The rest of Mitchell’s food arrives, our waitress wilting under the weight of it.
After the food has been laid out, she says, “You’re Mitchell King,” dabbing sweat from the nape of her neck. Her tiny golden nose stud catches the light.
“Please,” Julian sighs. “We’re just trying to enjoy our meal.”
“No,” Mitchell says firmly, giving Julian a stern
look. “I’m happy to meet a fan.”
Evelyn is looking on with cool detachment as the brunette twirls a finger in a curl by her left ear while Mitchell signs her order pad. “Amy?” he asks. “With an A?”
As I ponder any other ways one might spell the name Amy, I take a bite of my bloody steak and eye Amy’s twirling finger. “Quite fetching,” I mumble to Julian, loud enough for Evelyn to hear.

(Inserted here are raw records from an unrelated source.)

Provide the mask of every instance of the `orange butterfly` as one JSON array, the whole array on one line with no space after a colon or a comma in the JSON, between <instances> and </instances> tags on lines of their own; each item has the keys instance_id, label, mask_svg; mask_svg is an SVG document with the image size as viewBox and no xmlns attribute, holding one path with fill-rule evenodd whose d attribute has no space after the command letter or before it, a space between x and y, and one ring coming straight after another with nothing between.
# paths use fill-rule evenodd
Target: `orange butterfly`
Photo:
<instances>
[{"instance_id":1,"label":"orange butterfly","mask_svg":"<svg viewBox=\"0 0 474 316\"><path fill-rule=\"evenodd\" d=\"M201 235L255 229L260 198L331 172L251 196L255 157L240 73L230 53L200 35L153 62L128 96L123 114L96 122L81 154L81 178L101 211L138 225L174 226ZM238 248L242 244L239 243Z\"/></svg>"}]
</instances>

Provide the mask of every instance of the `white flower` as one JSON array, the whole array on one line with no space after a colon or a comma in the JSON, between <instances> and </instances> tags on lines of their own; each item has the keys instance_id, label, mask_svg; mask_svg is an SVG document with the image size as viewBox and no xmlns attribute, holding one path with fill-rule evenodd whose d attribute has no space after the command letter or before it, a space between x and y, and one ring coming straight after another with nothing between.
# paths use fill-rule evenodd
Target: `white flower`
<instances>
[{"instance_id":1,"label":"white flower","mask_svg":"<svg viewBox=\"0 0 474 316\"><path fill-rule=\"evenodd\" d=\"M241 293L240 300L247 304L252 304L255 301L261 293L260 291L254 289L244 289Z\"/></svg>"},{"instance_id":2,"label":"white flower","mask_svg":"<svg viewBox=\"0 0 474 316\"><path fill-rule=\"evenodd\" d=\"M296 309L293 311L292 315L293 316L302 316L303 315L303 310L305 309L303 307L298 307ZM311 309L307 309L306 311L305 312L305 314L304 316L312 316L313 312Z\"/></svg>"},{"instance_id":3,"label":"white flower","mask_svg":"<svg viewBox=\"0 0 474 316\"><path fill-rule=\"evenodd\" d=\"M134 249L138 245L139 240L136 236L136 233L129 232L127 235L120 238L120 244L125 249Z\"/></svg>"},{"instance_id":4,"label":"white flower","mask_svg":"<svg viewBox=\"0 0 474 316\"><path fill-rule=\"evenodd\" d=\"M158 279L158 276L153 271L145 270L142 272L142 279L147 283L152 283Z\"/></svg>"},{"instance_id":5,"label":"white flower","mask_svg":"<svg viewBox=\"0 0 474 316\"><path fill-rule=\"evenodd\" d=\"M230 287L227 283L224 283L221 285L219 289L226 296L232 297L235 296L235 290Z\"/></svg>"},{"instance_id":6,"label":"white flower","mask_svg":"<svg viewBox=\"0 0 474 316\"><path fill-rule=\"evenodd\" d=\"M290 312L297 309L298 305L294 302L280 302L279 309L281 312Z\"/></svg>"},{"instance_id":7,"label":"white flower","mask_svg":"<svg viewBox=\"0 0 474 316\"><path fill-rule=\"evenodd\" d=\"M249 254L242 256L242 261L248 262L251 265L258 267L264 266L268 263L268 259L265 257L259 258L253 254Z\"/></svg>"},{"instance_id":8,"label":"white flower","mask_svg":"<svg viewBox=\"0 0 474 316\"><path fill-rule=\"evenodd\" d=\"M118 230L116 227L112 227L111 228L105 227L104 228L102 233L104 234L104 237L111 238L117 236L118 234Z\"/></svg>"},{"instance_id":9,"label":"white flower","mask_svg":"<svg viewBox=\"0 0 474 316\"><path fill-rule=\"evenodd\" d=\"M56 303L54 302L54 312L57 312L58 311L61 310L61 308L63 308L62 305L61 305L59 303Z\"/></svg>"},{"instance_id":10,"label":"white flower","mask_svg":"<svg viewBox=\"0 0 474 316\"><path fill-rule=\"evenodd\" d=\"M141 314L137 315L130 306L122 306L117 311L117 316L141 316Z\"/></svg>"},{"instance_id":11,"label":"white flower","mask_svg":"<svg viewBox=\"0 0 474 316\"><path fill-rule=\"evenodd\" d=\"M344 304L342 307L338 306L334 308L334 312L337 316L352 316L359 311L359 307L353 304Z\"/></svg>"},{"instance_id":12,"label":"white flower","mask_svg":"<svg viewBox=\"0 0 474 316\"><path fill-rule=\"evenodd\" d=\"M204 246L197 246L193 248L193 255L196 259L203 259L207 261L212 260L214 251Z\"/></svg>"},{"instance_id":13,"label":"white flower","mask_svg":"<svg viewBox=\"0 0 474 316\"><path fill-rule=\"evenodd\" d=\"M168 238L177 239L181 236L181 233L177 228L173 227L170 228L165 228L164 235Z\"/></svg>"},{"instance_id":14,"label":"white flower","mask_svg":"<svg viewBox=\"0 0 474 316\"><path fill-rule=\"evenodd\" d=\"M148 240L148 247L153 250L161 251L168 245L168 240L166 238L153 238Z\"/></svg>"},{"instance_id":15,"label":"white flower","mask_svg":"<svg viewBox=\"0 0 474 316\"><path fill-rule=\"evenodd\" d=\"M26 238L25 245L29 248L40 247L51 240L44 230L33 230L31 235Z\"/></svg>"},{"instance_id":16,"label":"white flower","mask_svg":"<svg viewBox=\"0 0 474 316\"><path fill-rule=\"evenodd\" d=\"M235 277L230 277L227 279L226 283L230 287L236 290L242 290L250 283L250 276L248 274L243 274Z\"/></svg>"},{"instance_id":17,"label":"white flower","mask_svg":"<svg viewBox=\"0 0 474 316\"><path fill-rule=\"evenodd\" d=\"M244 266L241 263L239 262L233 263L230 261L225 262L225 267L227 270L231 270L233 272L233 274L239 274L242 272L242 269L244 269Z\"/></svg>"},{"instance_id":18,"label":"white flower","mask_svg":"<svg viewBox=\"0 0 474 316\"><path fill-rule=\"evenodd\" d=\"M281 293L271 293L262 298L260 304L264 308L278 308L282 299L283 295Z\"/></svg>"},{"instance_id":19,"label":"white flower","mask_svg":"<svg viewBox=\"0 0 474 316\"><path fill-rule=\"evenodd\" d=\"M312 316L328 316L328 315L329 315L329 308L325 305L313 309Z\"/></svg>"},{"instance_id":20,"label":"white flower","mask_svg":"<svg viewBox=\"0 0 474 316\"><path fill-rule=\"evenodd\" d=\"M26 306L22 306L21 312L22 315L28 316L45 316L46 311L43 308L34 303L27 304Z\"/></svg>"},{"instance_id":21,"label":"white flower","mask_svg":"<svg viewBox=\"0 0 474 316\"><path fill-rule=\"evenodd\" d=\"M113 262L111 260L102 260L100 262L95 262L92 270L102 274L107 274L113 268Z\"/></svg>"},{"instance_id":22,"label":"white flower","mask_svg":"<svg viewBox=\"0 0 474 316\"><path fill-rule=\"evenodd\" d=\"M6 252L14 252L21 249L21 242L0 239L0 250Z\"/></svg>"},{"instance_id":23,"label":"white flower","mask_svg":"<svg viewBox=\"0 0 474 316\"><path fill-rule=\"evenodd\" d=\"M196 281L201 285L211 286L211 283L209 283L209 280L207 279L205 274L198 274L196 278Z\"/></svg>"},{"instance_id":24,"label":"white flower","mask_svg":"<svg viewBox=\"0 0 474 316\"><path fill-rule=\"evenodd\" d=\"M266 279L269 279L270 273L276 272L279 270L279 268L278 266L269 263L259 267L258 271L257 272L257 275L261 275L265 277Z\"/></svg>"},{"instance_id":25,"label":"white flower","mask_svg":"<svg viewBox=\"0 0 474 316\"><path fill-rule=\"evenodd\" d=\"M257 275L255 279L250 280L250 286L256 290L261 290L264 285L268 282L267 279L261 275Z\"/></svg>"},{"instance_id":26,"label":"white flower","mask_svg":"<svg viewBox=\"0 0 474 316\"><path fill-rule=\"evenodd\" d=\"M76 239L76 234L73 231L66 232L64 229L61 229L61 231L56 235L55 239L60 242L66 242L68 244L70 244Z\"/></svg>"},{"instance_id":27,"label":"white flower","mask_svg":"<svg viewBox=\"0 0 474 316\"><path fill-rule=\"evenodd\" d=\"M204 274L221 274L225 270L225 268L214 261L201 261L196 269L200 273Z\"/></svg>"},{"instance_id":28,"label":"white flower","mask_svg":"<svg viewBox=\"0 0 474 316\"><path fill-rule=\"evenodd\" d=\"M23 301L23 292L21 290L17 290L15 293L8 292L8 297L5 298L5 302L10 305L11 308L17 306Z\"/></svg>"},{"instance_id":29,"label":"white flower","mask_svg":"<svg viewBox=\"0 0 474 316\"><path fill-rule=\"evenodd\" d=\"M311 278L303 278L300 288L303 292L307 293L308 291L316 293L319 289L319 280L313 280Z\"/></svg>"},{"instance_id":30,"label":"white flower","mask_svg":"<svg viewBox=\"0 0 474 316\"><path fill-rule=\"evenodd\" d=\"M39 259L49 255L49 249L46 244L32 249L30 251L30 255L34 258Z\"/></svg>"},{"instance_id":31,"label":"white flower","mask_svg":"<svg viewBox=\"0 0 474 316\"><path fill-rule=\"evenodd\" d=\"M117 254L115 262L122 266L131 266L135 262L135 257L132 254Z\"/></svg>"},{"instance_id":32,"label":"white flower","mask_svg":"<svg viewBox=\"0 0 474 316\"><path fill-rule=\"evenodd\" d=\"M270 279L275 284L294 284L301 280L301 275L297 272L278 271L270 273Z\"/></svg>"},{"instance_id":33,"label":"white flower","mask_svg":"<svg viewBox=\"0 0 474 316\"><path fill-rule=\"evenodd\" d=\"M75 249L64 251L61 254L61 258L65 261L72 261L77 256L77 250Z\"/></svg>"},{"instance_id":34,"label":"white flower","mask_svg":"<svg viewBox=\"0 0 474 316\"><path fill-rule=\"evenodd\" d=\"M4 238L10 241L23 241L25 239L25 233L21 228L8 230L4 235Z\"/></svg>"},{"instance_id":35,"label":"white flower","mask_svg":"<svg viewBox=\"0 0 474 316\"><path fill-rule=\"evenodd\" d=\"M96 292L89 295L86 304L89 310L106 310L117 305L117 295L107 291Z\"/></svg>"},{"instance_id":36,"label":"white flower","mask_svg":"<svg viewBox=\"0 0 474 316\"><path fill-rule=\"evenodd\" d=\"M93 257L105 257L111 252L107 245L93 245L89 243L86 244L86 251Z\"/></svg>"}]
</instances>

Little flickers of lightning flash behind the grays of her eyes.
“So what’s with the Beckett?” I ask lightly. My positive charge catches her burgeoning negative one, and there is a spark of electricity that recalls many mistakes of nighttimes past, which we never speak of during the day.
“I have an audition tomorrow for a new adaptation of The Unnameable.”
Just Jo erupts into a sweet and sultry “I Found a Love,” and for a moment, Mitchell and Julian temporarily exiled from my periphery, I feel as if Evelyn and I were sitting alone. She gushes something about “the Theatre of the Absurd” and I’m arguing against “this idea of the destitution of modern man, as if we were ever better than this,” even as she’s trying to agree with me because it is “absolutely just so brave, ultimately, and all the while just devastatingly tragic and—” And then there’s this prolonged instant in which I know that she is mine—that her mind loves my mind—and all my masks and all her costumes are off, and the great green curtains are drawn back, and it’s the real Evelyn and me, just as plain as the noon sun coming in above us.
“So,” Mitchell interrupts, staring at me as if he cannot even remember my name. “Did you and Julian ever write anything together?”
I laugh but not half as loud as Julian does. “Oh, yes,” he says drolly, spinning the little purple prairie aster around in his buttonhole like a clown. “We’ve got a four-picture deal with Paramount. I do all the action sequences and he handles the jokes.”
Mitchell lights up. “A movie? Bad ass! I’m a bit of a film buff myself. Have you guys seen the new Jurassic Park film? This third one was absolutely the best.”
“Honey,” Evelyn condescends, “they’re joking.”